2. Heat olive oil on medium in large nonstick skillet. Toast each side of bread slices and cut-outs over medium heat until golden, about 3 minutes, and flip.
3. Turn burner down to medium-low heat and crack an egg into the center of each bread slice. Cover and cook eggs over-easy, about 5 minutes.
4. Season eggs with salt and pepper to taste, serve immediately with mixed fruit.
Whole Grain Tortilla Pinwheels
Makes: 4 servings
- 1 can (15.5 oz) Spartan Pinto Beans
- 4 Spartan Whole Wheat Tortillas
- 1 pkg (8 oz) Spartan Shredded Cheese
- ½ cup Spartan Mild Salsa
1. Drain and mash beans.
2. Create an assembly line with tortillas, bean and salsa puree, and shredded cheese.
3. Get the kids involved with building their pinwheel. Spread beans over the tortilla leaving ½ -inch of the outside border uncovered. Sprinkle each tortilla with ½ cup of shredded cheese.
4. Microwave for 30-45 seconds or until cheese starts to melt.
5. Roll the tortilla from one end to the other. Slice into 1-inch pieces. Serve with salsa for dipping along with your child’s favorite fruit or vegetable.
Loaded Baked Sweet Potatoes
Makes: 4 servings
- 4 sweet potatoes
- 4 oz chopped toasted almonds
- 1 cup Spartan Shredded Mozzarella Cheese
- 1 cup chopped green onions
- 12 oz package Spartan Steamin’ Easy veggies
- Low fat or fat free Spartan Sour Cream
1. Preheat oven to 400°F.
2. Wash, pat dry, and poke holes in sweet potatoes and lay them out on a foil-lined pan.
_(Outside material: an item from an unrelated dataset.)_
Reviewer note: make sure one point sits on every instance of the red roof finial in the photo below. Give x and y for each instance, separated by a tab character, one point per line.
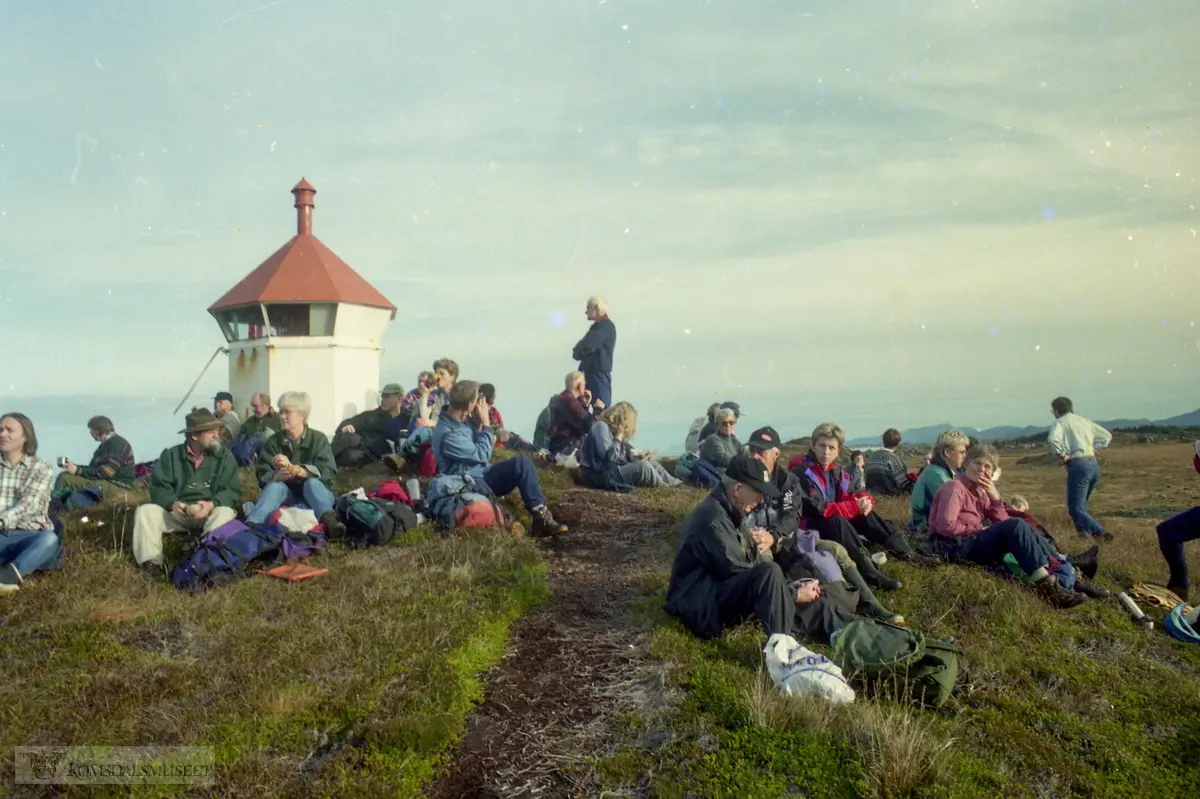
304	205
Bake for 60 minutes or until soft in the center (check by testing with a fork).
3. Meanwhile set up your potato bar with cheese, toasted almonds, green onions, and sour cream.
4. Remove potatoes from oven when done and set aside to cool.
5. Microwave the Steamin’ Easy vegetables according to directions on package.
6. Flatten potatoes with the heel of your hand, slice lengthwise ½ way through, and push in on both ends of the potatoes to prepare for loading.
7. Put your potatoes and vegetables with the rest of your toppings on the potato bar and begin loading!
Veggie Face Plate
- Variety of vegetables
1. Slice into different shapes & arrange face on plate.
2. Serve with Avocado Dip, recipe below.
Avocado Dip Ingredients:
- 3/4 cup Nostimo plain fat-free yogurt 3 tbsp chopped fresh cilantro
- 1/2 cup finely chopped red onion 2 tbsp fresh lime juice
- 1 tbsp minced garlic 1 tbsp ground cumin
- 3 ripe peeled avocados, pitted and chunked 1/2 tsp salt
1. Combine all ingredients in food processor or blender and puree until smooth.
2. Serve with your favorite vegetables.
Fruit Kabobs with Yogurt Dip
- Red - Strawberries or Raspberries
- Orange - Cantaloupe or Oranges
- Yellow - Pineapple
- Green - Kiwi or Honeydew Melon
- Blue - Blueberries
- Purple - Grapes
Yogurt Dip Ingredients:
- 6 oz Nostimo Greek Yogurt, Vanilla
- ½ tsp ground cinnamon
1. Cut fruit into bite-sized pieces. (Optional - for convenience, purchase a Fresh Selections mixed fruit bowl). Use any fruit you like – the fruit suggested above covers all colors of the rainbow.
2. Arrange fruit on wooden skewers to make your kabob. This is a fun project to involve the kids in.
3. Mix dip ingredients together until smooth and serve with kabobs.